In a separate commentary, Drs. Grant and Gorham review the relationship between sun exposure and common cancers (4). As exposure to sun decreases as we move north from the equator, the rates of cancers such as colon, prostate, and breast cancer increase. This relationship is observed with 18 different diseases including non-Hodgkins lymphoma. They go on to suggest that these observations qualify as cause and effect. When exposure to sun decreases, illness increases, taking into account other factors related to the specific cancers.

Most of the studies were either epidemiological or comparative studies examining differences between control groups and subjects with diseases such as colon cancer.
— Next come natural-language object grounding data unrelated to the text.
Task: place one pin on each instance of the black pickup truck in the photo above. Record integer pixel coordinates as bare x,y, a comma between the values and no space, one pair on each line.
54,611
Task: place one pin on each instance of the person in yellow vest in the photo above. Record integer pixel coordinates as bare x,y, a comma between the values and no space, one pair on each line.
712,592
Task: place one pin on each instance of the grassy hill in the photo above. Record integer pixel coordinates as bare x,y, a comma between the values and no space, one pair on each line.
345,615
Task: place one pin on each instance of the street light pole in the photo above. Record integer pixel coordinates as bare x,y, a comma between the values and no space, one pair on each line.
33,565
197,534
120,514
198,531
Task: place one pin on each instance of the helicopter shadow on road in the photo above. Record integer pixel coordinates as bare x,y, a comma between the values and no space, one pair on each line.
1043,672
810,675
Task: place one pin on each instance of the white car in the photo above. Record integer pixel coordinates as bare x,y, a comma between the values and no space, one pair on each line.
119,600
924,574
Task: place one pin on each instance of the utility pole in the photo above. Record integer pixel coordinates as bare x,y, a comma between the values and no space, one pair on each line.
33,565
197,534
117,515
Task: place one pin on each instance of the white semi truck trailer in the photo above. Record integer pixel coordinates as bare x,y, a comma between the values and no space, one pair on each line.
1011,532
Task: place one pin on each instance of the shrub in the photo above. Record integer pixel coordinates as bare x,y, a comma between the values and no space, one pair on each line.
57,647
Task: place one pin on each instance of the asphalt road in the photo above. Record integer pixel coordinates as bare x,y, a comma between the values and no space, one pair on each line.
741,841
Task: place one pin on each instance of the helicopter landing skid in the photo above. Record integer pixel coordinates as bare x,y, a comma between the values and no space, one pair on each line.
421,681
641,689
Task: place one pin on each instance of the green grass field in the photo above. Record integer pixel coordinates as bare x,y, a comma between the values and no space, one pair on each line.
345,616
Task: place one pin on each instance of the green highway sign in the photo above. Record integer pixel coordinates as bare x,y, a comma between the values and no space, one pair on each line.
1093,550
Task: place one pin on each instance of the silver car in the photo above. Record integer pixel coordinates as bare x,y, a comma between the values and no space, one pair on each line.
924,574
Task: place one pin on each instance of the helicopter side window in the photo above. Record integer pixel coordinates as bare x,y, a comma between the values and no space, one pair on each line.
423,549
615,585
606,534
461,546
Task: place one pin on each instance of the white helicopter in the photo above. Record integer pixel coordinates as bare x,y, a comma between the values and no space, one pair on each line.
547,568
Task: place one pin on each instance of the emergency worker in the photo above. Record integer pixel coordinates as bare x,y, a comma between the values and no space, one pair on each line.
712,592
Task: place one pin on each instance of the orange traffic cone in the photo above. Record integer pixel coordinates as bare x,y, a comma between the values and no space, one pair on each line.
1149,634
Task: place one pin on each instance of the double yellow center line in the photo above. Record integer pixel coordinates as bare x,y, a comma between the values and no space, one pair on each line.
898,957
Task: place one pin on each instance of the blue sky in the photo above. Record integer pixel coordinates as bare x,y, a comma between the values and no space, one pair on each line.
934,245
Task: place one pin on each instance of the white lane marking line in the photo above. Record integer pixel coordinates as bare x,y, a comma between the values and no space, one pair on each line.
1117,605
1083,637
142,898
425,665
Intervention studies haven’t proven quite as effective. In the Women’s Health Initiative, Dr. Holick points out a 29% decrease in hip fractures in a subset of female subjects who consistently used supplements with 1,000 mg calcium and 400 IU vitamin D. While that’s true, the difference meant that 10 out of every 10,000 women who supplemented with vitamin D fractured their hips versus 14 out of 10,000 for those who took a placebo (5)--not overwhelming results, but Dr. Holick points out that the serum levels of vitamin D did not reach 30 ng/ml, a level that is associated with no progression of chronic illness.

More research must be done before the definitive recommendation can be established by the U.S. Institutes of Medicine. The question is this: should we act today based on current available research or do we wait?
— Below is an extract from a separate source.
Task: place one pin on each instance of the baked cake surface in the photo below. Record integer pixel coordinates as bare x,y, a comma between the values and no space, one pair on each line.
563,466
Dr. Holick provides a reasonable solution. The Upper Tolerable Limit for vitamin D is set at 2,000 IU. Therefore, there should no negative effect of raising intake to at least 800 IU per day. Drs. Grant and Gorham also suggest raising intake of vitamin D. Because Dr. Holick was on the committee that set the DRIs in 1997, the fact that he is recommending the increase is significant; he is well aware of the conservative nature of setting recommendations that apply to every person in the United States and Canada.

Bottom Line
In light of the evidence put forth by these researchers, combined with the unlikely event of negative effects, it would seem like a good idea to raise vitamin D intake to 800 IUs per day. Much of the U.S. is far enough north to have limited access to sunlight most of the year, so the increase will have to come from supplementation. In addition, vitamin D production from sunlight is affected by skin color, use of sunscreen, and whether you live in the city or the country--so for most of us a year-round increase in our vitamin D supplement is probably our best bet.
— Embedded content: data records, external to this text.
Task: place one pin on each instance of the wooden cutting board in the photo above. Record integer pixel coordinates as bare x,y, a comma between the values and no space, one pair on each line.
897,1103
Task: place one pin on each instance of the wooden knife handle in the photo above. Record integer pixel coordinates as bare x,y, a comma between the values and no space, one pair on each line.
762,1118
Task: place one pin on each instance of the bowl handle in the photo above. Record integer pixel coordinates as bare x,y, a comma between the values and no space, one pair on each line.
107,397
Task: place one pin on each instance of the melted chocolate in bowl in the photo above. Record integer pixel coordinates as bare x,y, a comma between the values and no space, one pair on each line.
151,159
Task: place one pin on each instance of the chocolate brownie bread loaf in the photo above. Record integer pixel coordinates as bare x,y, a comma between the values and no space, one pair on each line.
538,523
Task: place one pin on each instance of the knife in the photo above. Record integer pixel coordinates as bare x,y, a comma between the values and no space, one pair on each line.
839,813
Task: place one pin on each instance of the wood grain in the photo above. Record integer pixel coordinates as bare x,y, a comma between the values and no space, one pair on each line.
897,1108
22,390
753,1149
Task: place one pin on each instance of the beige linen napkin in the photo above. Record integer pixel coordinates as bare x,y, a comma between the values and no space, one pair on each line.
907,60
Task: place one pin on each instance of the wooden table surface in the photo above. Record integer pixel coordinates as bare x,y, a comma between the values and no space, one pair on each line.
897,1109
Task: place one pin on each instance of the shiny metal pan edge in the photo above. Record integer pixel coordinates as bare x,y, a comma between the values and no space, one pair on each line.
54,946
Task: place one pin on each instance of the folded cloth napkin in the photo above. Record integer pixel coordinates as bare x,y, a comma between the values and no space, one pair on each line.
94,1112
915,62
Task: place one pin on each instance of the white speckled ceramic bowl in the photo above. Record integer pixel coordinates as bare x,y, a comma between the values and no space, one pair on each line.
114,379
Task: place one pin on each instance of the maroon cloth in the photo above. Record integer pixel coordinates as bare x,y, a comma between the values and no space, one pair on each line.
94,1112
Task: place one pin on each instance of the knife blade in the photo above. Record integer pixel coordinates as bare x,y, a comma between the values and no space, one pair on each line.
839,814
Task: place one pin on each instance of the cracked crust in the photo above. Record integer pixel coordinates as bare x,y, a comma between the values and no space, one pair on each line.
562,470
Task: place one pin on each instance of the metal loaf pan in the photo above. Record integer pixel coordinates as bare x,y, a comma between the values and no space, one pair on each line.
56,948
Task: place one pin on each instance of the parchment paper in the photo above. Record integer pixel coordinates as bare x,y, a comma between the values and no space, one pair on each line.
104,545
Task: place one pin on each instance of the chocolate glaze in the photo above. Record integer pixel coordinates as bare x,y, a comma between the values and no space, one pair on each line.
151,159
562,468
And there’s one more factor to consider: the subjects in the Women’s Health Initiative who benefitted from taking calcium and vitamin D supplements were the ones who took their supplements regularly. Remembering to take your supplements is even more critical than raising the amount you consume. If you’re going to expect positive effects, you must take the supplements every day.

References:
  1. DRI Dietary Reference Intakes for Calcium, Phosphorus, Magnesium, Vitamin D, and Fluoride Standing Committee on the Scientific Evaluation of Dietary Reference Intakes. Food and Nutrition Board, Institute of Medicine. Pps 250-287. National Academy Press. Washington, D.C.1997.

  2. Holick M. Vitamin D deficiency. N Engl J Med. 2007. 19;357(3):266-81.

  3. Garland CF and Garland FC. Do sunlight and vitamin D reduce the likelihood of colon cancer? International Journal of Epidemiology 2006;35:217–220.

  4. Grant WB and Gorham ED. Commentary: Time for public health action on vitamin D for cancer risk reduction. International Journal of Epidemiology 2006;35:224–225.

  5. Women’s Health Initiative. Calcium plus Vitamin D Supplementation and the Risk of Fractures. N Engl J Med 2006;354:669-83.